The key pattern for a data loading stall:

  • 1 rank: enqueued == completed, active collectives: 0, "Observed flight recorder dump signal from another rank" — this is the straggler
  • N-1 ranks: enqueued > completed, "failure detected by watchdog" — these are waiting for the straggler
  • Rank 0: may be further ahead if it's the broadcast root (can complete send without receivers)

The key pattern for a GPU fabric issue:

  • ALL ranks: enqueued > completed (all entered the collective), all show "First PG on this rank to signal dumping" — no straggler, the collective itself is broken

Compare enqueued counts across ALL ranks. Even ONE outlier changes the entire diagnosis.

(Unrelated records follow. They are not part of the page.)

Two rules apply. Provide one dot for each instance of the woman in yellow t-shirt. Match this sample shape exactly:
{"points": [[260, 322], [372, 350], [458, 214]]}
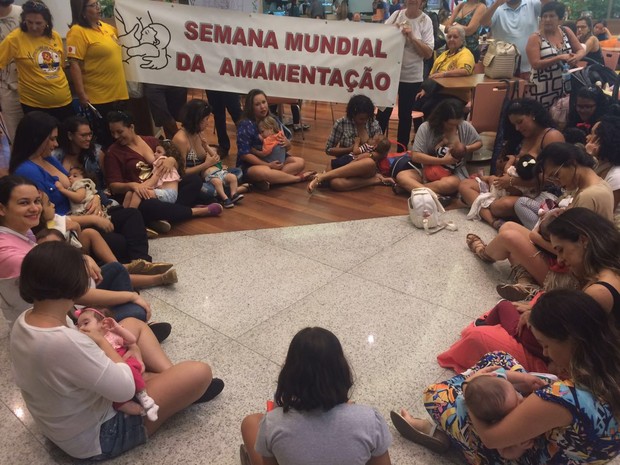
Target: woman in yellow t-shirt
{"points": [[38, 53], [96, 64], [456, 61]]}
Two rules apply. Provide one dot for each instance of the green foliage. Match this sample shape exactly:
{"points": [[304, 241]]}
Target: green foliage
{"points": [[597, 8]]}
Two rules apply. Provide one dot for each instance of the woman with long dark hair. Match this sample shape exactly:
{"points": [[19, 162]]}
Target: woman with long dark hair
{"points": [[314, 421], [572, 419]]}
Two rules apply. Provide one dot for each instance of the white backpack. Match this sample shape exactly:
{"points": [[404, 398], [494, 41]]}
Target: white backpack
{"points": [[425, 211]]}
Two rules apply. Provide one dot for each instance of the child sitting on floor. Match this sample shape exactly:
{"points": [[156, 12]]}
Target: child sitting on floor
{"points": [[81, 192], [164, 187], [490, 398], [271, 135], [91, 320], [219, 176], [523, 167]]}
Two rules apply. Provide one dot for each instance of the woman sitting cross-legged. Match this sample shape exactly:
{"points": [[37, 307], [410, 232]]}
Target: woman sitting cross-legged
{"points": [[129, 162], [588, 247], [314, 421], [571, 168], [439, 150], [20, 211], [572, 420], [256, 170], [69, 379], [354, 142], [528, 129]]}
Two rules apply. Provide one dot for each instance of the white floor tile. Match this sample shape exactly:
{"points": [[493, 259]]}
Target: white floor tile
{"points": [[394, 296]]}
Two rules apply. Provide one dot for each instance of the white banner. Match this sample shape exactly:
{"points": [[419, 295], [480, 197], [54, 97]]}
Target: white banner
{"points": [[205, 48]]}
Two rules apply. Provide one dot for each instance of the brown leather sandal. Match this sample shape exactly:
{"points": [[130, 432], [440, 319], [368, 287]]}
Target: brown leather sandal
{"points": [[478, 248]]}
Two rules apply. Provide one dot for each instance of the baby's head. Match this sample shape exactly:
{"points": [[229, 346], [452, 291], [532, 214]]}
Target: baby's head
{"points": [[49, 235], [90, 319], [491, 398], [167, 148], [49, 209], [76, 173], [526, 167], [382, 149], [268, 126]]}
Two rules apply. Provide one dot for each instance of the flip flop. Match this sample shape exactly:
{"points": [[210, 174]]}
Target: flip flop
{"points": [[436, 442], [307, 176]]}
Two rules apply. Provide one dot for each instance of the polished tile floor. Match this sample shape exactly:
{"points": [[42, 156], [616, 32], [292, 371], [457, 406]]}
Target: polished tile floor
{"points": [[394, 296]]}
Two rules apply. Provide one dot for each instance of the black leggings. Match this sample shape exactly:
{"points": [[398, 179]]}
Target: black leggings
{"points": [[189, 192], [406, 98], [128, 241]]}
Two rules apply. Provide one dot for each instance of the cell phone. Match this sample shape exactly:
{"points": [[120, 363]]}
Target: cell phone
{"points": [[95, 111]]}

Reference: NeMo/Lhotse data loading pitfalls

Common data loading issues that cause single-rank stalls:

  • No timeout on Lhotse URL audio reads: AudioSource._prepare_for_reading() calls f.read() with no Lhotse-level timeout. A stalled download blocks the DataLoader worker indefinitely.
  • fault_tolerant=True silently drops failed audio: Failed audio files are skipped, reducing effective batch size per rank. Different ranks may have different failure rates depending on their shard assignments.
  • .m4a files lose extension in BytesIO: When audio is downloaded from URLs and wrapped in BytesIO, the file extension is lost. Lhotse's CompositeAudioBackend cannot use the fast-path for m4a (TorchaudioFFMPEGBackend) and falls through to expensive cascading backend trials.
  • Connection reset on idle keep-alive: AIStore closes idle HTTP connections after 30s (DfltMaxIdleTimeout). The Python SDK's urllib3 pool doesn't match this timeout, causing Connection reset by peer on stale pooled connections. These are caught and retried (always succeed on 1st retry) — they are noise, NOT a root cause.
  • Each rank gets disjoint data shards: Lhotse splits shards via src[rank::world_size]. One rank may get shards with more corrupt files, larger audio, or slower storage targets.